With that in mind, you should:

  • Hide individualized data. The only people who should be seeing individualized data are the individual employee and their direct manager. That's it. If you're not the person who the data is about and you are not the one managing that person, you should only be seeing team-level distribution data about the system. You do not have enough context to make judgments about individualized data. Hiding that data will bring teamwork back to your organization.
  • Prioritize celebrating team success over individual achievement. Your objectives are set at the team level because that's how customers experience your support. So celebrate the team working together to solve a problem: One person answered 400 tickets in a day because someone else hopped out of the queue to do crisis communication and a third person was writing user-facing docs to stop the deluge of tickets. Celebrate them all for communicating and working together to solve the problem and meet the team's objectives. And not just in the moment — remember how they worked together when performance review season comes around.
  • Focus on team-based, differentiated solutions. Now that objectives aren't individualized and it's not terrifying or career-ending to leave the queue and solve root issues, you have an incentive to work as a team to hit your objectives and maintain your service level. Some people are going to love answering tickets and hate being a liaison to product. Other folks are going to have a knack for writing docs that keep users from opening tickets at all. Let people be good at different things. Focus on hiring, compensating, and enabling team players with differentiated skills.

Breaking the cycle

Nothing I've written here is that radical in practice, but it is a departure from the "best practices" and received wisdom we've been relying on for decades. This is a call to center the Support Professionals, the customers they support, and our end goal of providing the best possible support. The doom cycle is avoidable, but avoiding it takes effort, intention, and care.

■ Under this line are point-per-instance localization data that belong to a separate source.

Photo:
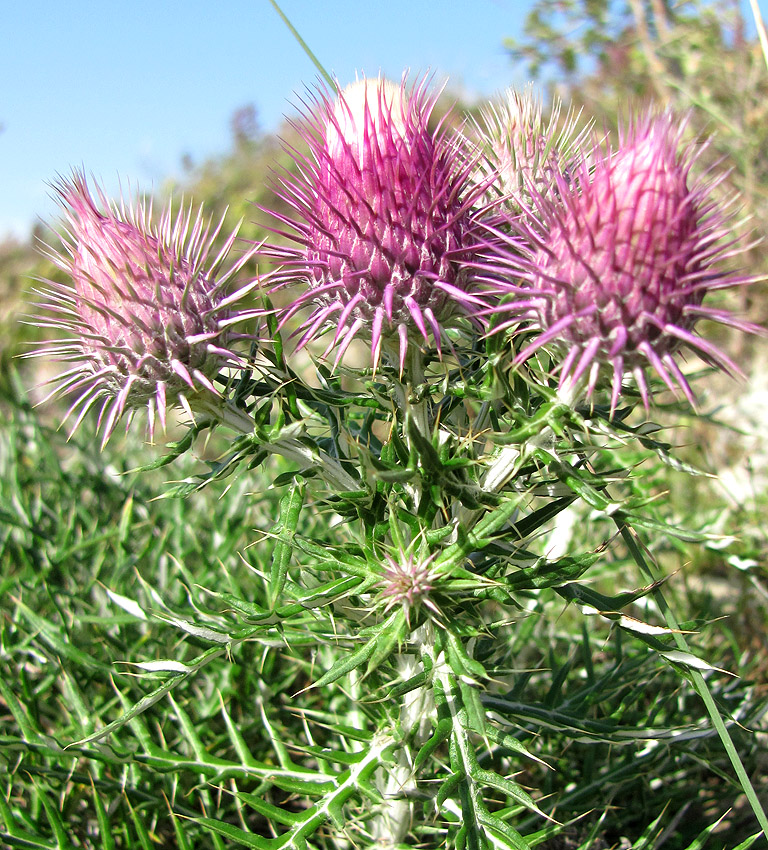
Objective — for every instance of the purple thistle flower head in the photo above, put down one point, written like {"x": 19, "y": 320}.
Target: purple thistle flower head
{"x": 616, "y": 262}
{"x": 147, "y": 320}
{"x": 383, "y": 220}
{"x": 522, "y": 148}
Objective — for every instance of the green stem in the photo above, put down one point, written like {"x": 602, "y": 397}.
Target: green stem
{"x": 696, "y": 679}
{"x": 304, "y": 46}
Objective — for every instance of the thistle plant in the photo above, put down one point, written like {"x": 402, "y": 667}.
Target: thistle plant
{"x": 384, "y": 220}
{"x": 618, "y": 259}
{"x": 372, "y": 644}
{"x": 149, "y": 315}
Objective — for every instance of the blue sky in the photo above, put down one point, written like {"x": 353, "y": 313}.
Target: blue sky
{"x": 125, "y": 89}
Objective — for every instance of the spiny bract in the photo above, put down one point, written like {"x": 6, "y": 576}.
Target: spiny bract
{"x": 384, "y": 220}
{"x": 613, "y": 265}
{"x": 146, "y": 313}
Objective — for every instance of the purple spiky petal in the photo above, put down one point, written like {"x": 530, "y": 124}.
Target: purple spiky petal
{"x": 146, "y": 313}
{"x": 383, "y": 225}
{"x": 612, "y": 266}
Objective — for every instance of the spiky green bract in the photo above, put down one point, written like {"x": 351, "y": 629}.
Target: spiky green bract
{"x": 617, "y": 260}
{"x": 146, "y": 312}
{"x": 523, "y": 148}
{"x": 383, "y": 220}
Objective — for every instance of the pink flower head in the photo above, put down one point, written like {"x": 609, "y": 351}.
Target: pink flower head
{"x": 383, "y": 220}
{"x": 522, "y": 148}
{"x": 147, "y": 319}
{"x": 616, "y": 262}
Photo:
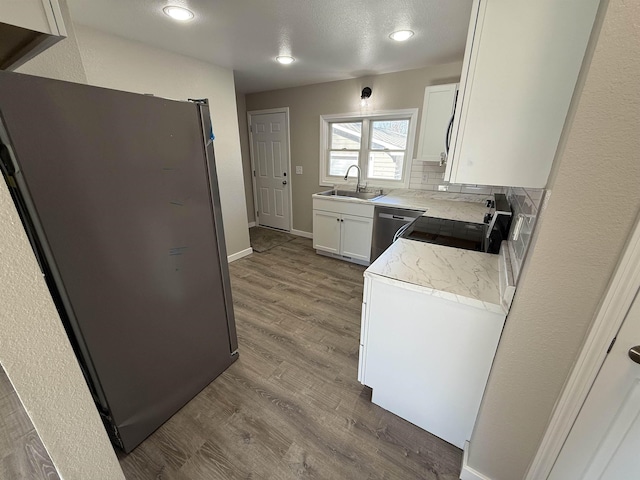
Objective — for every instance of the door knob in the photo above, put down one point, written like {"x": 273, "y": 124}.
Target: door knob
{"x": 634, "y": 353}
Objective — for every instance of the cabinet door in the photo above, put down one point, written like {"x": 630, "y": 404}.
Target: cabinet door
{"x": 356, "y": 237}
{"x": 436, "y": 114}
{"x": 326, "y": 231}
{"x": 521, "y": 65}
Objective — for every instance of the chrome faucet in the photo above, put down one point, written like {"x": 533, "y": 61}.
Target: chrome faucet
{"x": 359, "y": 173}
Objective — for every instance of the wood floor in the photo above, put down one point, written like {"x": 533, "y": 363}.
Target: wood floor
{"x": 22, "y": 455}
{"x": 291, "y": 406}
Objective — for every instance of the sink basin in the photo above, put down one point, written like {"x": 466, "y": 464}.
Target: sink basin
{"x": 351, "y": 193}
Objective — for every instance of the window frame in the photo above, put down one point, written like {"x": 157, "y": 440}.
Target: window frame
{"x": 327, "y": 180}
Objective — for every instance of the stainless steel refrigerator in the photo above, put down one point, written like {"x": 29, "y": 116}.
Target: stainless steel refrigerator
{"x": 119, "y": 197}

At the beginning of the cycle, we're in the queue all day. We're painfully aware of the flaws with this system of individualized objectives. It keeps us from proactively helping customers and doing our best work. When we become leaders, however, we fall back to the systems we know, believing that we can tweak and tame it to produce a different outcome.

The problem is that the system spends all its time measuring a tiny picture of the effort of your individual employees. We have convinced ourselves that this measurement is a perfect surrogate for the objectives and business outcomes that we're trying to achieve, but as we've seen above, that surrogacy leads us away from true understanding.

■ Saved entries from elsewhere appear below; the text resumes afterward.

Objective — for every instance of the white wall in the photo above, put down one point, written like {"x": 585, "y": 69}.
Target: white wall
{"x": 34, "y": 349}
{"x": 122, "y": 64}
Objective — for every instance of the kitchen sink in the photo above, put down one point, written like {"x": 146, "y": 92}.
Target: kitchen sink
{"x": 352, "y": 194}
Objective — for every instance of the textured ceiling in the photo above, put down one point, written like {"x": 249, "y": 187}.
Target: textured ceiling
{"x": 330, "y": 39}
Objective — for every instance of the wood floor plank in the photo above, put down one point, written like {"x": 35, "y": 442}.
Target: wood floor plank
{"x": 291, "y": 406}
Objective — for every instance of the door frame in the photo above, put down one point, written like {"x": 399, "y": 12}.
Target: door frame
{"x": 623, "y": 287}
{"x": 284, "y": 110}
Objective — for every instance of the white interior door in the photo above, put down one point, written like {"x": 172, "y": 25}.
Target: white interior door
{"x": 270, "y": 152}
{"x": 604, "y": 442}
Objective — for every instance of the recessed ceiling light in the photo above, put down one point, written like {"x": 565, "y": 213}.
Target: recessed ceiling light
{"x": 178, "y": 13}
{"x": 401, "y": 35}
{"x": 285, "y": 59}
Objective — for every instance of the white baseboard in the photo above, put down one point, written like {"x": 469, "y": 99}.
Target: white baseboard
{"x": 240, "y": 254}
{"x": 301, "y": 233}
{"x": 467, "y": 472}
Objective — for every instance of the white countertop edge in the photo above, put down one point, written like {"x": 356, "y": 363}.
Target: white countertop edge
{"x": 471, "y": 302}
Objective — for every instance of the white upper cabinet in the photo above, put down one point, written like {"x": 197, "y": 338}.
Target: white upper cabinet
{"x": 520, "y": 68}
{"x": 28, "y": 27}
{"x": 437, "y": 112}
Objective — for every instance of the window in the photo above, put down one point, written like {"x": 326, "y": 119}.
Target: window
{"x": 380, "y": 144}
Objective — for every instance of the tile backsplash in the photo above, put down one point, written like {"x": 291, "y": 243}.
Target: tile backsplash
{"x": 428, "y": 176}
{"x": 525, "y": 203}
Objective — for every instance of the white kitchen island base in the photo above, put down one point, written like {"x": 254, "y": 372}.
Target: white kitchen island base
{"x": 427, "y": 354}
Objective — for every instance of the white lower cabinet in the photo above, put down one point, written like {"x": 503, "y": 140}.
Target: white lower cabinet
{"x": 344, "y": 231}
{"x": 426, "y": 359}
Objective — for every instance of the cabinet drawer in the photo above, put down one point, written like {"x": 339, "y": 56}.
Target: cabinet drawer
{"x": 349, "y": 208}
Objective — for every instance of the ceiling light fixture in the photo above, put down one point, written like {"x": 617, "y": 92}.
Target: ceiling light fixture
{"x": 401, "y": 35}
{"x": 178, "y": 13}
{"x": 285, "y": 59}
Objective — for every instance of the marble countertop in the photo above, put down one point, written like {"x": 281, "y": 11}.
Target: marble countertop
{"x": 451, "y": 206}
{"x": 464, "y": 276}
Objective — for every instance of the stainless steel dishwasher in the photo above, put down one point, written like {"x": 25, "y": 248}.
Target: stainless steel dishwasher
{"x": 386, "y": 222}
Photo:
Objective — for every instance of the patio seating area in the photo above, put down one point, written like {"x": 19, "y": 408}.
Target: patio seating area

True understanding is difficult to achieve. It requires us to think deeply about our customers, businesses, and goals. There are few standard metrics or formulas that can help us, and it's possible we aren't currently tracking the information we need. But we can't sidestep that work by focusing on the data that's easy to measure, like how many conversations each person answers in a day. That measurement doesn't actually tell us anything useful about the work of our team.

Your Support Professionals know what they're doing. They know what's wrong with the product, your Support Level, and the customer experience. They know the big-picture fixes that would provide relief if they just had the time to focus on anything other than the constantly ticking clock. They want to do good work, they want to see their business succeed, and they want customers to have a good experience from the moment they begin using your product or service. Listen to them. Trust them.

If you take nothing else from this, I want it to be that Support work is done by teams of people -- not a collection of individual queue crushers -- and it takes diverse skills, dispositions, focuses, and areas of expertise to do well. Make sure that the way you measure the work reflects that.